The online environment is very visual. This means that it’s not only our words that communicate, but also how those words are put on the page. Think about the following:
- Contrast: Use contrast to make important things stand out. Bold is the easiest way to do this. Font size is another example. Color also works, but best to use it sparingly.
- Repetition: Bullet points are an example of this. They help the eye to see that things are part of a related list.
- Alignment: You can communicate how ideas are related to each other through alignment. This can be seen on the page that you’re looking at right now!
- Proximity: Text that is related should be closer together. Add white space when moving to a new topic or idea.
Images can communicate ideas and also provide a pleasing change of scene on a page. Here are three levels of images to consider:
- Decoration: The image is just there to decorate the page. Probably best to avoid this as it usually just clutters things up.

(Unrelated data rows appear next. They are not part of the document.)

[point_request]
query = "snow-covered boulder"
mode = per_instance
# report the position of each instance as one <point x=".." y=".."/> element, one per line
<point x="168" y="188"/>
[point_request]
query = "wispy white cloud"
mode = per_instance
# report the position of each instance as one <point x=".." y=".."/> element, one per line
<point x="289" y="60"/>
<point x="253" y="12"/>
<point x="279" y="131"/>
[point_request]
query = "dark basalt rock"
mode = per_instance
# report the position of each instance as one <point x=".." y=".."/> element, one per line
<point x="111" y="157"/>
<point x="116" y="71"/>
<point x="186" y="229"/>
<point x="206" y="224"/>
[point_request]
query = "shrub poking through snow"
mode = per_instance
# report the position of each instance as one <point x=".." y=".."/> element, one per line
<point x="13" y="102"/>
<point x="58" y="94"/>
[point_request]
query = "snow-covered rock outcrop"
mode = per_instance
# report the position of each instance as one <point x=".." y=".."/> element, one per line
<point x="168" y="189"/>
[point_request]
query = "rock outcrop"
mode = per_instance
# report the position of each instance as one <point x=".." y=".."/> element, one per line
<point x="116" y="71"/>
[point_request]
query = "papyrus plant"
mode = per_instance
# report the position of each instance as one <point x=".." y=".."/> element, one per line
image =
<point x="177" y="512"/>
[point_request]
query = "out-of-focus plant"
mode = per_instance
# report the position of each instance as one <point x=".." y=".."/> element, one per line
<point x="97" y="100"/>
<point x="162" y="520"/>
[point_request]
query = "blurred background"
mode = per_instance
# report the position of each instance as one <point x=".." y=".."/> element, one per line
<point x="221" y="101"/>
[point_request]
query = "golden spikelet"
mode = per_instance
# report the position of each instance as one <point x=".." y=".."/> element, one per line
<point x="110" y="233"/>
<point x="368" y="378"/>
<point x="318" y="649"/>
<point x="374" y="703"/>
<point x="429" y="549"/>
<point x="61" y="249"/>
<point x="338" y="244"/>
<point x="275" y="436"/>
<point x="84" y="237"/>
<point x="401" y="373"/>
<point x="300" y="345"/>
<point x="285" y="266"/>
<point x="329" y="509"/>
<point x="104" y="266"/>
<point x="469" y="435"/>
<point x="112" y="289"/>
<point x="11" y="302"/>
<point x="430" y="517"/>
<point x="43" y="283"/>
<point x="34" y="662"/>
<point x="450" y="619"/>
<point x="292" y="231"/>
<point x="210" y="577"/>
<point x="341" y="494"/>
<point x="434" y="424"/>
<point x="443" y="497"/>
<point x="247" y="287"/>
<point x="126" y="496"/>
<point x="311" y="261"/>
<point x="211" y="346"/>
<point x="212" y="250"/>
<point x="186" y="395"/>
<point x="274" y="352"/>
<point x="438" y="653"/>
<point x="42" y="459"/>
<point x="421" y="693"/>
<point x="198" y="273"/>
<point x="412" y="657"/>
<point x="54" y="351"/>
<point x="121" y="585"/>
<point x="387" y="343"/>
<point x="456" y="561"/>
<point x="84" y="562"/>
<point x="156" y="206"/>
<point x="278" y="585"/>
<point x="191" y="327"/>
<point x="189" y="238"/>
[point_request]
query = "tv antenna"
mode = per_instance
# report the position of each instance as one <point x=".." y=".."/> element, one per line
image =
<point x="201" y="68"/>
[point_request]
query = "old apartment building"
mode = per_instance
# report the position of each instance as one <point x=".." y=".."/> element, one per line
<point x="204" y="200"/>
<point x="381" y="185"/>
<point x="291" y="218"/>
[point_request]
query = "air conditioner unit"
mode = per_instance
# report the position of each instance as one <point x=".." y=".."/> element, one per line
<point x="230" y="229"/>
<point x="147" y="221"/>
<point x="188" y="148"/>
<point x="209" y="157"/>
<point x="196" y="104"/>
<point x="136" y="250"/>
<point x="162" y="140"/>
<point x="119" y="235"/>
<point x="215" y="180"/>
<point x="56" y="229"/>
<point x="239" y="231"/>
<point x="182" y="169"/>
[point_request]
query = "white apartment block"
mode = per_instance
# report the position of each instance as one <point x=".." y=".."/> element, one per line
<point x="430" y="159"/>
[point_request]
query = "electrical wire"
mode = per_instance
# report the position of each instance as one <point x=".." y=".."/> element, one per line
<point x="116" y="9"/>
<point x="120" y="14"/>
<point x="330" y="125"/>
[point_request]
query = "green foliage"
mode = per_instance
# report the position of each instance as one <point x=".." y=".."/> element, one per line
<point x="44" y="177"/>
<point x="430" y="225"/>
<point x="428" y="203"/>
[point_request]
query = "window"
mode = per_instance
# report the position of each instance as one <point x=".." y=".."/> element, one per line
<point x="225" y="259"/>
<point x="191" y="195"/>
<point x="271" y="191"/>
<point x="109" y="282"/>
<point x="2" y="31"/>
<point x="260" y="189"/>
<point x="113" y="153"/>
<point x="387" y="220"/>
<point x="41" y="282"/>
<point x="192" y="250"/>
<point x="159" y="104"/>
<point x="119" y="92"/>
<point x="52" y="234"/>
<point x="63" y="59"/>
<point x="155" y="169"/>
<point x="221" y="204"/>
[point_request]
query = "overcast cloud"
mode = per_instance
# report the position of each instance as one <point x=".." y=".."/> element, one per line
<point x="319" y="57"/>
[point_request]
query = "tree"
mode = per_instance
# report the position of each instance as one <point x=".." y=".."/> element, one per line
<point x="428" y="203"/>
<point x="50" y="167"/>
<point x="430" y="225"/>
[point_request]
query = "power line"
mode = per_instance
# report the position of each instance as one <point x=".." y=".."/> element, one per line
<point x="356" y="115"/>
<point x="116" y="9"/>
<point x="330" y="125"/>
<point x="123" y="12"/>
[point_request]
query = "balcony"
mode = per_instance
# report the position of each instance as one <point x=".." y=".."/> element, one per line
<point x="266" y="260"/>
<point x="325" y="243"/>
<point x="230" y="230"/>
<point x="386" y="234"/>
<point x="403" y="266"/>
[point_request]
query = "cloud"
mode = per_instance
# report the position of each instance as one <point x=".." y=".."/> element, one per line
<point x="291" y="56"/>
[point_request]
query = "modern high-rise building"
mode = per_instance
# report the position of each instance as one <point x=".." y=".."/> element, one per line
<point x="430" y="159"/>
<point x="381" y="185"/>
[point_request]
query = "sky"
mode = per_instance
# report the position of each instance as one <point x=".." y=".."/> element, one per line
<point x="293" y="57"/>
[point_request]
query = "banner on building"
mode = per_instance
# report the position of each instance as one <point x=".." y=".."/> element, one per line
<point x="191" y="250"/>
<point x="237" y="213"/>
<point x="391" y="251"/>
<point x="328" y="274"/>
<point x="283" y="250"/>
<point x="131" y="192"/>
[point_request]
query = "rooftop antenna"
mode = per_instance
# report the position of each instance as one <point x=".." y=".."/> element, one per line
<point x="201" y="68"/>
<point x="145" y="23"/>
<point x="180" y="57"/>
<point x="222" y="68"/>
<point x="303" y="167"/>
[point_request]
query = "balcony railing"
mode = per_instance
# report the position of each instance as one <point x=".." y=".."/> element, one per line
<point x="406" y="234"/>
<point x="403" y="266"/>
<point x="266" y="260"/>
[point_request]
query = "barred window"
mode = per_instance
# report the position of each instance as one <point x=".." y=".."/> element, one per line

- Illustration: The image is related to the content. This is fine to add to your course pages.
- Communication: This is when an image encapsulates the information you’re trying to convey. This is the most powerful way to use images.
Presence in online courses
Students will be more engaged in your course if they know that you’re present and if you encourage them to be present. Here are some ways to model and encourage presence:
- Include a picture of yourself on your homepage or welcome page.
- Post a welcome video so students can get to know you.
- If you’re comfortable doing so, occasionally share some personal information. Like a picture of your dog. Or of your messy desk. Or of your morning cup of coffee. Because students aren’t able to see you in person and get to know you from your body language, facial expressions, etc., sharing something of yourself in this way can help to build a connection.
- Video lectures help students get to know you a bit more. If you dislike seeing yourself on video, screencasts are also good. Just hearing your voice helps to provide a personal, human touch. Remember that videos and screencasts do not need to be of professional quality as long as they are clear.
- Be present in discussion forums. You can’t answer every question or be involved in every exchange, but being there frequently (if briefly) is important!
- Require class discussions and other peer-to-peer interactions.